Der Verband der Hersteller selbstklebender Etiketten und Schmalbahnconverter e.V. (VskE) hatte zu seiner Herbsttagung (9.–11. November) nach Göttingen gerufen und rund 260 Teilnehmer waren der Einladung gefolgt.
Wer schon einmal bei einer dieser Tagungen war, weiss, dass unternehmerische Themen mit technischen Fachthemen gemixt werden und so eine einzigartige Mischung entsteht, von der jeder Teilnehmer etwas mit nach Hause nehmen kann. Und vor allem kommt das so wichtige Networking nicht zu kurz.
Neben Interna wie der Bericht der Geschäftsführung über die Verbandsaktivitäten, und der Schatzmeisterin (sie war verhindert) über die Finanzen, gab Robert Mägerlein als Sprecher des Arbeitskreises Digital einen Zwischenbericht über die »Roadmap der Digitalisierung im Etikettendruck«. Die Teilnehmer im Arbeitskreis haben sich das Ziel gesetzt, die einzelnen Wertschöpfungsketten einer Etikettendruckerei daraufhin zu untersuchen, welches Digitalisierungspotenzial sie beinhalten. Als greifbares Ergebnis soll eine Informationssammlung entstehen, die aufzeigt, welche Vorteile mit einer entspechenden Datennutzung entstehen und Hinweise gibt, unter welchen Voraussetzungen sich diese auch rechnen können.
Einen recht umfangreichen Rückblick über die Labelexpo Europe hatte Herbert Knott parat, der viele Einschätzungen zu Neuheiten, Entwicklungen und Trends lieferte und auch nicht mit kritischen Anmerkungen und Überlegungen sparte. Man merkte bei dieser Rückschau, dass hier ein gestandener Praktiker berichtete, der viele Jahre selbst an der Maschine stand und weitere Jahrzehnte Kunden beriet und schulte.
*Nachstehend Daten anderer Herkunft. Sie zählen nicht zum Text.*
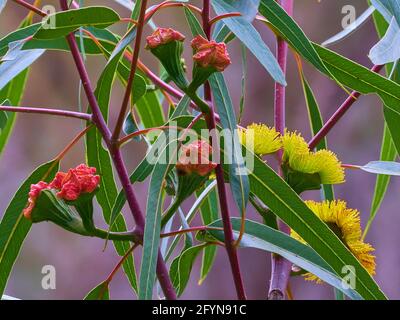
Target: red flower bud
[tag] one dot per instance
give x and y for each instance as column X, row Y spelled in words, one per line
column 210, row 54
column 163, row 36
column 81, row 179
column 195, row 158
column 33, row 195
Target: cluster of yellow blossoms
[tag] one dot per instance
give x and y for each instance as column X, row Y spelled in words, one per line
column 344, row 222
column 265, row 140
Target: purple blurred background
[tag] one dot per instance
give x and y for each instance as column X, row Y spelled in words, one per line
column 80, row 262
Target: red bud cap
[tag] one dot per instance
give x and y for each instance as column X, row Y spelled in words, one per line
column 163, row 36
column 195, row 158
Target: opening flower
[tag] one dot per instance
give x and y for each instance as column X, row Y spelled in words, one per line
column 70, row 186
column 299, row 159
column 265, row 140
column 345, row 223
column 210, row 54
column 195, row 158
column 162, row 36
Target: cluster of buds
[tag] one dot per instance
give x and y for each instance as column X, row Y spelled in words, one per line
column 195, row 158
column 68, row 186
column 209, row 56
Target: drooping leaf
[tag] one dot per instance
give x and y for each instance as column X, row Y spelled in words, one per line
column 249, row 36
column 239, row 181
column 266, row 184
column 185, row 265
column 151, row 236
column 388, row 153
column 209, row 213
column 2, row 4
column 13, row 226
column 387, row 49
column 21, row 60
column 100, row 158
column 60, row 24
column 100, row 292
column 355, row 25
column 268, row 239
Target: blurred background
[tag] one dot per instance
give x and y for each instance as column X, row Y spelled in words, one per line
column 80, row 262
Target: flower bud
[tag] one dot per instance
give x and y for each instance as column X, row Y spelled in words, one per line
column 209, row 57
column 195, row 158
column 167, row 45
column 75, row 188
column 49, row 207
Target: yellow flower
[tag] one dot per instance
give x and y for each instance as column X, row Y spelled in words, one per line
column 324, row 162
column 264, row 140
column 345, row 223
column 293, row 144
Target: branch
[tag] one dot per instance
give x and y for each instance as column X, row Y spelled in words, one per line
column 281, row 267
column 98, row 119
column 31, row 7
column 338, row 114
column 135, row 58
column 54, row 112
column 222, row 194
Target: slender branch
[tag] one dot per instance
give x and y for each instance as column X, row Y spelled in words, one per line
column 73, row 142
column 134, row 63
column 192, row 229
column 280, row 271
column 224, row 16
column 98, row 119
column 338, row 114
column 31, row 7
column 222, row 194
column 54, row 112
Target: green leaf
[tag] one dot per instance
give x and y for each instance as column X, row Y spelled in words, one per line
column 100, row 292
column 388, row 153
column 390, row 168
column 61, row 24
column 185, row 265
column 365, row 81
column 288, row 206
column 275, row 193
column 100, row 158
column 151, row 237
column 292, row 33
column 194, row 23
column 150, row 110
column 239, row 181
column 316, row 124
column 2, row 4
column 209, row 213
column 249, row 36
column 13, row 226
column 21, row 60
column 268, row 239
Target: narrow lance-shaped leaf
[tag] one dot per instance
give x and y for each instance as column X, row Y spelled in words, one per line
column 151, row 236
column 60, row 24
column 100, row 292
column 250, row 37
column 13, row 226
column 268, row 239
column 266, row 184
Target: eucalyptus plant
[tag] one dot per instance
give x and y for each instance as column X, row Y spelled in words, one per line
column 197, row 146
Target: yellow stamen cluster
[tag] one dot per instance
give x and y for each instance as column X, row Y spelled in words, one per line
column 262, row 139
column 345, row 222
column 299, row 158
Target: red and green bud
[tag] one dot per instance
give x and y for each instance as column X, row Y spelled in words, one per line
column 209, row 57
column 195, row 158
column 167, row 45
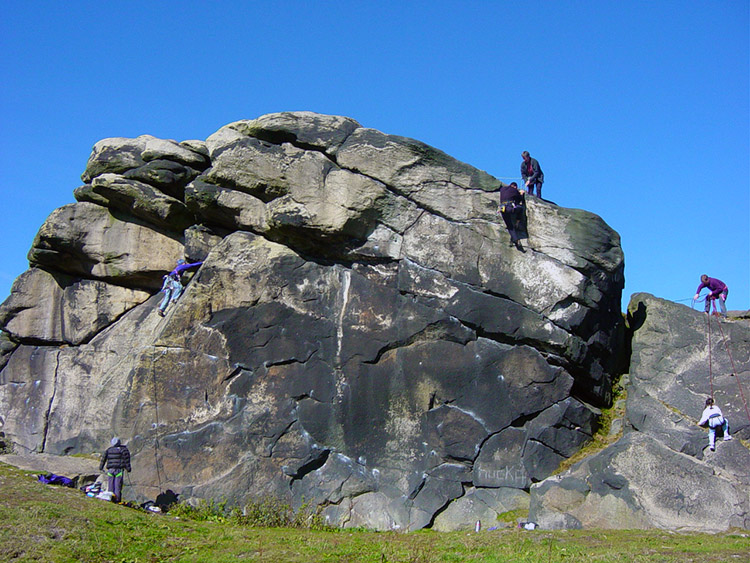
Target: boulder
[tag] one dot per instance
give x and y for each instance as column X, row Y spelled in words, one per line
column 137, row 199
column 87, row 240
column 118, row 154
column 660, row 474
column 57, row 309
column 361, row 337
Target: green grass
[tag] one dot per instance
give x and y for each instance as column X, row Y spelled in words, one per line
column 46, row 523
Das schafft andere Blickwinkel.
Technische Themen dieser Veranstaltung behandelten z.B. die »Nachhaltige Entsorgung von Randstreifen und Stanzgitterabfällen« (Lundberg Tech) – immerhin werden im Fertigungsprozess von Etiketten mehr als die Hälfte des Rohmaterials zu Abfall; »Metallische Veredelung« (Leonhard Kurz Stiftung) durch Digital Metal UV-Inkjet-Module mit vor- oder nachgeschaltetem Farbdruck; sowie den »Technologiewandel bei Rollenetiketten durch wässrigen Inkjet-Druck« (Sihl GmbH) wo der Referent darstellte, welche Eigenschaften zur Tintenaufnahme die Etikettenoberflächen benötigen, um für hochwertige Drucke geeignet zu sein.
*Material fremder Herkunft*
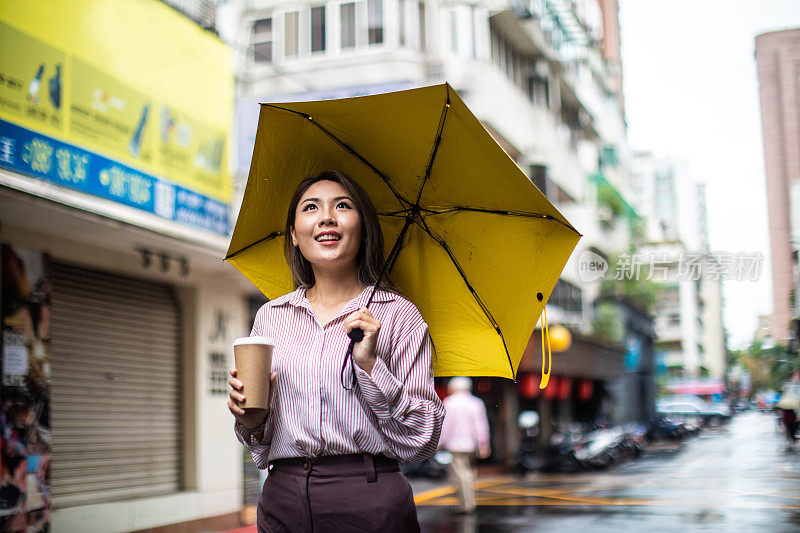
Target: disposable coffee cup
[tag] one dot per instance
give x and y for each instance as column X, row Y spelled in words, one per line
column 253, row 359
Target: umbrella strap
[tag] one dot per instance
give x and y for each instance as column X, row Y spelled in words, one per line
column 349, row 358
column 545, row 356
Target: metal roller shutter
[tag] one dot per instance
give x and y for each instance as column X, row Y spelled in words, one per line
column 116, row 388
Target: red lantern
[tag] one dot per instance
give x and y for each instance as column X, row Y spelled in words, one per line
column 585, row 389
column 564, row 388
column 528, row 386
column 441, row 390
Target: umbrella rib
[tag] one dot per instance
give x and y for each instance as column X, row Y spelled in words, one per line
column 421, row 223
column 259, row 241
column 349, row 149
column 436, row 143
column 523, row 214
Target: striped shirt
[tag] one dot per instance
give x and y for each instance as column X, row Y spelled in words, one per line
column 394, row 411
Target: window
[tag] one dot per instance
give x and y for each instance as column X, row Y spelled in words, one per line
column 375, row 21
column 348, row 15
column 290, row 34
column 318, row 29
column 422, row 41
column 401, row 21
column 567, row 296
column 262, row 40
column 453, row 31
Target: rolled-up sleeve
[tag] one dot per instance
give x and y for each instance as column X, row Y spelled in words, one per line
column 402, row 397
column 257, row 441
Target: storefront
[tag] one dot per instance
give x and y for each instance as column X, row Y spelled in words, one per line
column 118, row 312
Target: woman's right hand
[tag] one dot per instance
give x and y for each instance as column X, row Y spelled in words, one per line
column 249, row 418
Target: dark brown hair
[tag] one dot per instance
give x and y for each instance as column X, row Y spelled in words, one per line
column 369, row 260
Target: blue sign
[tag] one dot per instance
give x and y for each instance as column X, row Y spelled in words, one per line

Welche vielfältigen Möglichkeiten durch den Einsatz von »Plasma – das unbekannte Potenzial des vierten Aggregatzustandes« entstehen zeigte Prof. Dr. Wolfgang Viöl (HAWK Hocschule für angewandte Wissenschaft und Kunst) in vielen Beispielen. Bekannt ist Plasma z.B. in Form von Blitzen. Weitgehend unbekannt ist dagegen, dass Plasma in einer kalten Variante hervorragend geeignet ist, um Wunden zu heilen, ungewünschte Parasiten zu beseitigen und Oberflächen zu desinfizieren. Dank Kalt-Plasma-Technologie ist auch eine Behandlung von empfindlichen Oberflächen wie Papier, Glas, Kunststoff etc. möglich, wo sie deren Eigenschaften bezüglich Haftung und Beständigkeit von Farben, Lacken, Klebern usw. verbessert.
Sehr informativ und unterhaltsam vorgetragen von Jürgen Grimm (in Vertretung von Prof. Dr. Ulrich Hermann) war das Thema »Digitale Transformation im deutschen Maschinenbau am Beispiel Heidelberg«. Produzierende Unternehmen missverstehen die Chancen der Digitalisierung häufig als inkrimentelle Weiterentwicklung des Produktions- oder Lösungssystems unter Anwendung des Internets. Sie laufen Gefahr, das eigentliche Potenzial einer digitalen Wertschöpfungskette nicht oder nur teilweise zu erschließen.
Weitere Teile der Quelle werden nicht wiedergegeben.